Monou-cho is located in Ishinomaki, Miyagi Prefecture. Oda and Toda (2011) conducted single microtremor measurements at 46 points along the Higashihama-Kaido in Ishinomaki, and investigated the predominant frequency from the H/V. In addition, damage investigation was conducted in same area using the method of Yahata and Yamazaki (2008), and the 310 houses in this area were visually ranked from A to F. This method and H/V were compared and evaluating the relationship between H/V and house damage. As a result, they revealed that predominant frequencies of area received significant destruction have multiplex peaks or broad range from 2 Hz to 4 Hz. However, the damage was not serious at all points where the predominant frequency was 2.5 Hz or higher. There was a fact that the damage was small in the area with predominant frequency around 1 Hz, which caused great damage during the Southern Hyogo Earthquake1995. From the above facts, issues such as the need to clarify the detailed underground structure and amplification characteristics in Monou-cho remain.
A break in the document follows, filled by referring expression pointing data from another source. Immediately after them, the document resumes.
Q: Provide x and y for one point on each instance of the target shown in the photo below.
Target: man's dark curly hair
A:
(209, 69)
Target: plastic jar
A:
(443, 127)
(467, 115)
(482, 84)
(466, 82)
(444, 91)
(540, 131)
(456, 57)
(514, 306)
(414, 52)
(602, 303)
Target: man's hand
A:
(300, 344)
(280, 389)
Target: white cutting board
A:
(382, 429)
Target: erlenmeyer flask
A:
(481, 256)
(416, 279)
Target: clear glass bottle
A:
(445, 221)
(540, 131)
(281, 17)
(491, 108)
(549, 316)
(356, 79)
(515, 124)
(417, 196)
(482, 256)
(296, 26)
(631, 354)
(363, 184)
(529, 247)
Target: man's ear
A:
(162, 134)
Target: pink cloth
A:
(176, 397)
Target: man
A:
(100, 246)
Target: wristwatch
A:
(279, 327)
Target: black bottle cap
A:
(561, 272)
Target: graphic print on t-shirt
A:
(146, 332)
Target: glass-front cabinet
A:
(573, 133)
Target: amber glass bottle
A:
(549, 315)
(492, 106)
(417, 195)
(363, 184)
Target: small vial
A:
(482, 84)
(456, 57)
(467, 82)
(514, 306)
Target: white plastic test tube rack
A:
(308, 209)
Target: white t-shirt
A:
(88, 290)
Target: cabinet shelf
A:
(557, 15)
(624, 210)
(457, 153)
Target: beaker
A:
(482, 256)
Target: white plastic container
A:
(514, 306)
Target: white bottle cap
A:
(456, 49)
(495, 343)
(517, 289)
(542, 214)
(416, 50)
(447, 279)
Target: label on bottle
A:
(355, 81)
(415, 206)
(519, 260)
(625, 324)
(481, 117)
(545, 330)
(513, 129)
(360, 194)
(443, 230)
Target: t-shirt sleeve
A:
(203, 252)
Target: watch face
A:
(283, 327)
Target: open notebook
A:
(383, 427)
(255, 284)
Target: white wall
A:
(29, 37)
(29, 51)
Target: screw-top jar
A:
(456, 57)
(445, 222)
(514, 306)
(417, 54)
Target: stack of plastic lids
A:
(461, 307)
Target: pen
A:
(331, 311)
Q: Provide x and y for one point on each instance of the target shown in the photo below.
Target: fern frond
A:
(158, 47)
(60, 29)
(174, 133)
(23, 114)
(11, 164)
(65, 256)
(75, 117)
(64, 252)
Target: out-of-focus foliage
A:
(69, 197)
In this study, we evaluate the amplification of seismic motion in Momo-cho by comparing the house damage during the 2011 The Tohoku Earthquake investigated in Oda and Toda (2011), S-wave velocity structures obtained by using microtremor miniature array method and the seismic response of the 2011 The Tohoku Earthquake.

In this study, microtremor array observations were performed at 27 points, approximately 4km along the Higashihama-Kaido. Based on these observations, a dispersion curve is calculated by the Centerless Circular Array (CCA) method (Cho et. al., 2006). Then, S-wave velocity structures at each point were estimated by Simulated Annealing. The initial models for Simulated Annealing were generated from SIM (Simplified Inversion Method) (Pelekis and Athanasopoulos, 2011) and the nearby borehole data. Using these results, we analyzed the seismic response characteristics of the 2011 Tohoku Earthquake in Monou-cho using the equivalent linear analysis program (SHAKE91) based on the one-dimensional multi-reflection theory. In this analysis, we focused mainly on the acceleration response spectrum and the transfer function from basement to ground surface.

As a result of the estimation of the S-wave velocity structure, it was found that the basement was found at shallower location in the center of Monou-cho, and the basement was found deeper toward the north and south. In addition, it was found that the basement of the southern Monou-cho had a larger drop, and the basement was found deeper than the northern area. This basement is almost the same depth of the Onuki Formation in comparison with borehole data.

As a result of comparing S-wave velocity structure and the seismic response characteristics, the rank of the damage increased in the center of Monou-cho despite the small value of AVS30. A comparison between the acceleration response spectrum of the 2011 Tohoku Earthquake, the transfer function and the distribution of house damage, it is found that response acceleration in the range of 0.25 to 0.5 seconds was larger in the center of Monou-cho where house damage was larger. However, this is inconsistent with the conventional interpretation that the acceleration response spectrum with a period of 1-2 seconds affects house damage.

The acceleration response spectrum of the 1995 Hyogo-ken Nanbu Earthquake, the 2004 Chūetsu Earthquake and 2011 The Tohoku Earthquake at Nakatsuyama Daini Elementary School have peaks at the period of 1 second. It was found that peaks can be also confirmed around 0.25 to 0.5 seconds. In other words, the acceleration response around 0.25 to 0.5 seconds and 1 to 2 seconds may affect the damage of the wooden house. Near surface structure in the center of Monou-cho which amplify the ground motion around 2-3Hz (about 0.3-0.5 seconds) could be the factor that caused serious damage.